The 304 stainless steel was used as a treatment metal, and this metal was sanded for 15 min by using 1000 #SiC waterproof abrasive paper, then sanded for 8 min by using 2000 #SiC waterproof abrasive paper, and then sanded for 8 min by using 3000 #SiC waterproof abrasive paper.

The sanded metal was polished for 20 min by using a polishing machine, the polished metal material was cleaned by sequentially using acetone, ethanol and ultrasonic cleaning, surface debris was removed, and the metal material was dried for later use.

The treated metal material was placed right below an ultrasonic cavitation tool head at a distance of 0.5 mm for ultrasonic cavitation treatment, wherein the conditions for the ultrasonic cavitation are as follows: the ultrasonic cavitation is performed for 1 min, an amplitude of the ultrasonic equipment is 1 μm, an output power of the ultrasonic equipment is 5 W, and an ultrasonic frequency is 55 KHz.

After the ultrasonic cavitation was completed, the metal was cleaned by sequentially using acetone, ethanol, and ultrasonic cleaning to remove residues introduced by the ultrasonic cavitation to obtain the metal with the microporous surface structure.

Experiment Example 1

The metal pure titanium with the microporous structure prepared in Example 1 was subjected to the cell growth experiment and compared with the medical Ti of the same material used in the actual implant. The experiment result is shown in FIG. 5, wherein the right panel corresponds to Example 1 of the present invention. The blue dots in the figure are the stained nuclei. It can be found that the cell adhesion growth on the Ti surface after ultrasonic cavitation is more uniform and dense.

The examples in the specification are all described in a progressive manner, and each example focuses on differences from other examples, and portions that are the same and similar between the examples may be referred to each other.

The above description of the disclosed examples enables those skilled in the art to implement or use the present invention. Various modifications to these examples will be readily apparent to those skilled in the art, and the generic principles defined herein may be applied to other examples without departing from the spirit or scope of the present invention. Thus, the present invention is not intended to be limited to these examples shown herein but is to be accorded the broadest scope consistent with the principles and novel features disclosed herein.

Claims

1. A preparation method for a metal with a microporous surface structure, comprising the following steps: 1) sequentially sanding and polishing the metal;2) performing ultrasonic cavitation on the metal polished in the step 1) to obtain the metal with the microporous surface structure;wherein micropores of the metal with the microporous surface structure have an aperture of 8-50 μm;conditions for the ultrasonic cavitation are as follows: the ultrasonic cavitation is performed for 1-240 min, an amplitude of ultrasonic equipment is 1-100 μm, an output power of the ultrasonic equipment is 5-200 W, and an ultrasonic frequency is 15000-55000 Hz.

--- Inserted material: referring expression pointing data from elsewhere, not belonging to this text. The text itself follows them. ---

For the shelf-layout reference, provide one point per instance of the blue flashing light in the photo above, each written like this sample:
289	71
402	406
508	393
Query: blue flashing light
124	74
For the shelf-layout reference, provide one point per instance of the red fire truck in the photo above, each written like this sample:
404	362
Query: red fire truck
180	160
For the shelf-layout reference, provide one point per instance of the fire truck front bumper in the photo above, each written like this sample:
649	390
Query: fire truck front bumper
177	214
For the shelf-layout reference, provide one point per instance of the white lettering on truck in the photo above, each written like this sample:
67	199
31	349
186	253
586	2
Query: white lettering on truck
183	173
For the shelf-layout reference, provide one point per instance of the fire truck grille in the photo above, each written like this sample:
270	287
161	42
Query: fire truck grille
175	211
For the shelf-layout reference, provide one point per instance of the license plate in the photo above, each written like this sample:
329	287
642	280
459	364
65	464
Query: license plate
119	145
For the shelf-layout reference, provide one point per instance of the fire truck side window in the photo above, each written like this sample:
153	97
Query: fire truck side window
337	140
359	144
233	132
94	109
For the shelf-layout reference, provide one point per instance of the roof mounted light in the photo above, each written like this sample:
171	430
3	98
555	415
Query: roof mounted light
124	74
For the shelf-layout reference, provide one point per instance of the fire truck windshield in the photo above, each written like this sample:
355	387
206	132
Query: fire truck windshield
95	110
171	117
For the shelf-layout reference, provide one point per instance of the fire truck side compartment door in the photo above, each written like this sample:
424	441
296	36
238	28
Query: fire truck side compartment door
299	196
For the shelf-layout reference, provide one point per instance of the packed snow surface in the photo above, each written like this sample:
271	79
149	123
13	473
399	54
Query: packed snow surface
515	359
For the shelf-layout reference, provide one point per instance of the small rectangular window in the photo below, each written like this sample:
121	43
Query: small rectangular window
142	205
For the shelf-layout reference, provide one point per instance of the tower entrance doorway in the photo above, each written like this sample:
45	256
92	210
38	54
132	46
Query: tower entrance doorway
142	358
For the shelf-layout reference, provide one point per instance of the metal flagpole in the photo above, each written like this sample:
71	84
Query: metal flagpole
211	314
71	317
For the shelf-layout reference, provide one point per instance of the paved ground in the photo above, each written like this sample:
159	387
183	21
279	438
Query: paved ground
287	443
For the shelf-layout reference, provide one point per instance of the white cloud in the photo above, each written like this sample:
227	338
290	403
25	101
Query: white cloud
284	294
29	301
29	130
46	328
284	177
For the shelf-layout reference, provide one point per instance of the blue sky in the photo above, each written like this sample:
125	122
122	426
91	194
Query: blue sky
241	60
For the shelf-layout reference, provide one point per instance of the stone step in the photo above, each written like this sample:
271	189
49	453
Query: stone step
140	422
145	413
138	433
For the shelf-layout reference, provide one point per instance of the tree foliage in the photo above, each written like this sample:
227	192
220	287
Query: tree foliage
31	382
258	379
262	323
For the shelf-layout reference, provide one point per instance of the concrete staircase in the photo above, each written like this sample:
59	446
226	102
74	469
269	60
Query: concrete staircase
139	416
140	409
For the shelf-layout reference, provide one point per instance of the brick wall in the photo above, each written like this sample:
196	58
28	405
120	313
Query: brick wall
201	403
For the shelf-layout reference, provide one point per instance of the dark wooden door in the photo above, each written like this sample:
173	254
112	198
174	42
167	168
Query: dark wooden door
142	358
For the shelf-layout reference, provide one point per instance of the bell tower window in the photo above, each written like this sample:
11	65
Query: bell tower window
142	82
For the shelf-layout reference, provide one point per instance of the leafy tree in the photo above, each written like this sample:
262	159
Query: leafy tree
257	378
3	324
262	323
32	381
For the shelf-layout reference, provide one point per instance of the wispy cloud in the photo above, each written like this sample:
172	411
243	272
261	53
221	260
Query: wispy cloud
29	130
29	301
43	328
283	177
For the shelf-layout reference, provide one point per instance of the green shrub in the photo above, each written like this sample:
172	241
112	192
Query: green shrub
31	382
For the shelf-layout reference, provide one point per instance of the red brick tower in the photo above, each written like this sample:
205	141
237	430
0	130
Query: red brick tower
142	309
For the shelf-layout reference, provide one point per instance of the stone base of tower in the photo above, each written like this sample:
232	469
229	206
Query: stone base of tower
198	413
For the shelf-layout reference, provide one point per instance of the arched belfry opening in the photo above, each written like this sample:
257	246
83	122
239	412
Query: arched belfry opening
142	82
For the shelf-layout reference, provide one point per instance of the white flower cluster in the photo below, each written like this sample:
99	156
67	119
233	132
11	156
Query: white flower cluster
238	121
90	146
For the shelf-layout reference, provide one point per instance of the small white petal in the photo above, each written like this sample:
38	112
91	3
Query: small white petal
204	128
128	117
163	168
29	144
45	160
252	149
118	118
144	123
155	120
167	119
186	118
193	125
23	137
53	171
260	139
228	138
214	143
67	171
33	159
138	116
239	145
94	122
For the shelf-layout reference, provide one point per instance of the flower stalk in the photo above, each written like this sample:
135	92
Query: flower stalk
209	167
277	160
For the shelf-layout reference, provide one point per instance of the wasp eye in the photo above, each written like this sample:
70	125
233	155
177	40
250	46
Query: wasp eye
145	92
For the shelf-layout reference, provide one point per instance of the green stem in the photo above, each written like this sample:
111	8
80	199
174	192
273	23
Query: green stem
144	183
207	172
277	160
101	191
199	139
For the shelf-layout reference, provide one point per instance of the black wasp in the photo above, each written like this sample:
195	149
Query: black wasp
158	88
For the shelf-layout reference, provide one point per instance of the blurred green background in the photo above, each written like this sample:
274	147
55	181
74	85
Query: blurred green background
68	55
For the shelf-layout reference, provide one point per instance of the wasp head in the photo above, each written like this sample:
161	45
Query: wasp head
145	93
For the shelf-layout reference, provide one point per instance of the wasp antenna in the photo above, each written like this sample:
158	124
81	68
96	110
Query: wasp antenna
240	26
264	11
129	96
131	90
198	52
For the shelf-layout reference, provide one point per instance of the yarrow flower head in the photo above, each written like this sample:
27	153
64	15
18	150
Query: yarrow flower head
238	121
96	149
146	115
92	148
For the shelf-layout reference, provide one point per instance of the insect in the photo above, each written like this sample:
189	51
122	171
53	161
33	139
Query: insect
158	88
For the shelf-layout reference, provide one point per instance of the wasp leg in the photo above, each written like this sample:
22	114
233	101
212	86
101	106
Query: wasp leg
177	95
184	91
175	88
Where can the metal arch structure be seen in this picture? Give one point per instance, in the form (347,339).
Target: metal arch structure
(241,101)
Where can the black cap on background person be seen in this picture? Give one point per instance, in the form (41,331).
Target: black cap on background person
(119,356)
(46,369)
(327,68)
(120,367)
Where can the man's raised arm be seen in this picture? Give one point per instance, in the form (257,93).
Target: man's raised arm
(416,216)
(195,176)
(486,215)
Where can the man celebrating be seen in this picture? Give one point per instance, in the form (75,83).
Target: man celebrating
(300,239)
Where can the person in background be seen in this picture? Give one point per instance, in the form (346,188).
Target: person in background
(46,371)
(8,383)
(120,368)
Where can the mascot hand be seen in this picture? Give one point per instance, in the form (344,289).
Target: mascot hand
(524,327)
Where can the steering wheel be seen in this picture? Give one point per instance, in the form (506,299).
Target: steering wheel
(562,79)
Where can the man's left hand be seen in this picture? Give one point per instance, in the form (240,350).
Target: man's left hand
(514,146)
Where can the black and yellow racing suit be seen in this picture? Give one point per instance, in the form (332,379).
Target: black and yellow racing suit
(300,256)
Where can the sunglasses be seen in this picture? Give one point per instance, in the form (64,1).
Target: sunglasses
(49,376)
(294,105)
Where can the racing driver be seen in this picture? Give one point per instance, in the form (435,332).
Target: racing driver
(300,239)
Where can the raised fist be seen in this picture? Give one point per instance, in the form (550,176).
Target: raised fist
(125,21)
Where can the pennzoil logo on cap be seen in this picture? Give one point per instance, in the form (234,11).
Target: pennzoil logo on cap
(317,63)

2. The preparation method for a metal with a microporous surface structure according to claim 1, wherein the metal comprises titanium, a titanium alloy, or stainless steel.

3. The preparation method for a metal with a microporous surface structure according to claim 2, wherein the sanding in the step 1) refers to first sanding with 1000 #SiC waterproof abrasive paper for 8-15 min; then use 2000 #SIC abrasive paper to polish for 8-15 min; finally, use 3000 #SiC waterproof abrasive paper for 8-15 min.

4. The preparation method for a metal with a microporous surface structure according to claim 3, wherein the polishing is performed for 20-60 min.

5. The preparation method for a metal with a microporous surface structure according to any one of claims 1 to 4, wherein the metal is located right below an ultrasonic cavitation tool head at a distance of 0.5-50 mm during the ultrasonic cavitation.

6. A metal with a microporous surface structure obtained through the preparation method for a metal with a microporous surface structure according to any one of claims 1 to 5.

7. An application of the metal with a microporous surface structure according to claim 6 as a medical material biological implant.